Core components of recommender systems

May 8, 2021 · 8 min read · machine learningsystem design

The way that recsys is usually taught by starting from its taxonomy (collaborative filtering, content based, hybrid based) is confusing to me at first. In this post I am going to take another path to explain recsys by discussing the core components first and then draw the connection to the recsys taxonomy. Essentially, the majority of recsys objective is to map items and users on the same vector space through a learning objectives so that we can determine items to give to users for a recommendation or which items to show in a similar items page. My post is mostly based on this wonderful talk by James Kirk from Spotify so I highly recommend you to watch the video to gain further understanding.

Main components of a recommendation system:

Interactions Matrix
User and Item Features
User and Item Representation Function
Learning Objective
Prediction Function

Let’s go through it one by one!

Interaction Matrix

Interaction Matrix is the main components of a recsys, usually of $M \times N$ size, where $M$ is the number of users and $N$ is the number of items. Note that user-item definition in a recsys is not restrictive to an actual user or item. The user is the receiving and acting entity on the recommendation, whereas the item is the passive entity that is being recommended to the user.

The matrix contains the interaction value between a user and an item. The interaction value can be:

positive (likes, 5-star review, purchases, views, etc) or negative (downvotes, 1-star review, skips, etc).
binary or continuous, depending on the data and the problem.
explicit or implicit. explicit interactions are usually an exact number given by the user (upvotes/downvotes, ratings, etd). implicit interactions are actions that are suggested but not stated clearly (views, clicks, counts, etc)

Source: James Kirk’s slides

Interaction value should reflect what is the intended effect that we want to happen in our recommender system. For example, if we want users to purchase more given our recommender system, then we want our interaction value to be related to purchase. If we want users to engage more in our platform, then our interaction value should be related to engagement.

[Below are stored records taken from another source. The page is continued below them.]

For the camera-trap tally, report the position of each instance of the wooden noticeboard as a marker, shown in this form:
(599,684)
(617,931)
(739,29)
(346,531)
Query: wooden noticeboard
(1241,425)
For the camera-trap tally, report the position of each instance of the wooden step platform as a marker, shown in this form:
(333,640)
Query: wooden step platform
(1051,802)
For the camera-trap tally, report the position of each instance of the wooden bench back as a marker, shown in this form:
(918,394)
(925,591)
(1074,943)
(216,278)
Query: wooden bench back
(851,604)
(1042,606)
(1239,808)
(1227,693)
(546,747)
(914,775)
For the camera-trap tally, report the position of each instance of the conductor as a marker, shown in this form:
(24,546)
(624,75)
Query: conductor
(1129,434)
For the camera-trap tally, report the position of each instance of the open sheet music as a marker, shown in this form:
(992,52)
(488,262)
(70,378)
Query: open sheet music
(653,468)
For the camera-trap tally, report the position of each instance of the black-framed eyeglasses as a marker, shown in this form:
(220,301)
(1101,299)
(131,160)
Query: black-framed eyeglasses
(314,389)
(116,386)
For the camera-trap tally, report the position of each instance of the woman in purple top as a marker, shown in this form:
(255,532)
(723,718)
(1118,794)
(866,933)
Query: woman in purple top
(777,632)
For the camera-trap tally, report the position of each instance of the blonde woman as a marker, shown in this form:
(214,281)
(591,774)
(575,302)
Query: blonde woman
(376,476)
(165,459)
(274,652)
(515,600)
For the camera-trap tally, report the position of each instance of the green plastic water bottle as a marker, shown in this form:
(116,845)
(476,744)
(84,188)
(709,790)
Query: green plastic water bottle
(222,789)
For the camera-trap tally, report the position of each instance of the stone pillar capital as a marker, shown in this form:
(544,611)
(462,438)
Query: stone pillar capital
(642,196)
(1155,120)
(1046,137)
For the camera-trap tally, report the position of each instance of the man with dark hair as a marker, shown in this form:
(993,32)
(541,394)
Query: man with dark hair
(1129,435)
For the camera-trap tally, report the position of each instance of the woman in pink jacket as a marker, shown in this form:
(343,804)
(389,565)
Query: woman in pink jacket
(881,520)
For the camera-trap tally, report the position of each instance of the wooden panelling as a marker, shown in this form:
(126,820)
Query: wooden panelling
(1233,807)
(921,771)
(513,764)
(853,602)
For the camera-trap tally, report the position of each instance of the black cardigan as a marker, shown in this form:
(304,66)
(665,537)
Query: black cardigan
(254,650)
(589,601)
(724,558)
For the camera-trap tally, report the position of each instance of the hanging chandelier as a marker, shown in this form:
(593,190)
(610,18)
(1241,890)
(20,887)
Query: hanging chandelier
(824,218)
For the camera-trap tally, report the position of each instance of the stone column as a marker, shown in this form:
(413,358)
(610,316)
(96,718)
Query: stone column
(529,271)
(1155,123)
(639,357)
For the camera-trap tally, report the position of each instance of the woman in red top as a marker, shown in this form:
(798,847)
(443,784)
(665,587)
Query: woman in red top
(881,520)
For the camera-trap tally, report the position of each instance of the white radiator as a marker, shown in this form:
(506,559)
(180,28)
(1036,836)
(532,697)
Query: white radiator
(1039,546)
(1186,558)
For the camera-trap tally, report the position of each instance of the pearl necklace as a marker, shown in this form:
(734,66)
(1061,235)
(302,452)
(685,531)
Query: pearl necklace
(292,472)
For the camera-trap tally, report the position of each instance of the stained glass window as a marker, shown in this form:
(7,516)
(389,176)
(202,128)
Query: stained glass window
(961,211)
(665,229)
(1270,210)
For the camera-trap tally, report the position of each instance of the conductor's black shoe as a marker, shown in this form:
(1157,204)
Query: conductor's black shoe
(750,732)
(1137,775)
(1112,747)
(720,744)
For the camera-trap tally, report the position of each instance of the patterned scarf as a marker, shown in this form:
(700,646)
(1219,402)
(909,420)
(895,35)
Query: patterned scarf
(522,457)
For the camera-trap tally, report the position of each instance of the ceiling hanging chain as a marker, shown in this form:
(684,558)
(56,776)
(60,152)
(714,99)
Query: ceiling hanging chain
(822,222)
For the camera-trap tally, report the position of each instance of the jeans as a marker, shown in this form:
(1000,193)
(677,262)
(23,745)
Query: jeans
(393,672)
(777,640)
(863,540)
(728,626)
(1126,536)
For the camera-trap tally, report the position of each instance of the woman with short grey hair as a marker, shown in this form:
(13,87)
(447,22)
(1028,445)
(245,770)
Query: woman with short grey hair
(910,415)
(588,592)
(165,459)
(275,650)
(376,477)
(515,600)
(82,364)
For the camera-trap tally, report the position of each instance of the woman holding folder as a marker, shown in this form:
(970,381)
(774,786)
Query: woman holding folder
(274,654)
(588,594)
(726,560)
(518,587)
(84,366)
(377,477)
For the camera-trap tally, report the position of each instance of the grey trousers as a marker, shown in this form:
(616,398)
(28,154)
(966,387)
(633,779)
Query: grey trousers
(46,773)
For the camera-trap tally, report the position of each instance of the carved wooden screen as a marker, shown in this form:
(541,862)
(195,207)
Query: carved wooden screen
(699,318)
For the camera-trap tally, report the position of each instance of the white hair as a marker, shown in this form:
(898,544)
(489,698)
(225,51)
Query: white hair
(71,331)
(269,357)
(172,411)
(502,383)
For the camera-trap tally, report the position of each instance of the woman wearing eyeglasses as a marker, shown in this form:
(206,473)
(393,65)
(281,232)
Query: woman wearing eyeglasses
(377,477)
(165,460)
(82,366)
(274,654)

We might also want to handle and preprocess our interaction matrix before using it. In some settings, users can give negative explicit interaction. Negative interactions can be a rich signals for the recsys to learn from but we need to be careful in handling them. Some loss functions such as learning-to-rank cannot accomodate negative signals. Interaction matrix is also usually sparse, so we need to handle missing value. In explicit interactions, we can’t just replace them with zeroes as it indicates that the user do not like the item. Hence we just go about modelling with sparse data. In implicit interactions, it is much safer to replace with zeroes as it indicates no action from the user (no views, no plays, etc). Missing values are usually what we want to predict with our recsys: giving item recommendation to a particular user that hasn’t been interacted by the user.

User/Item Features

There are two types of features in a recsys:

Indicator features: which represents user and item individually. The feature is unique to every user/item and encoded as one-hot vector. Since indicator is unique to every user/item, this feature does not scale to a lot of users. Indicator feature alone also cannot be used to solve cold-start problem (new users who does not have any interaction data).
Metadata features: any information that we know about user/item that can be incorporated to the recsys. Examples: age, gender, number of child, location, word embeddings, image representation, etc. In some cases, it might be beneficial to preprocess metadata features before using it in our recsys model. For example: converting any string/categorical metadata feature to a numerical type.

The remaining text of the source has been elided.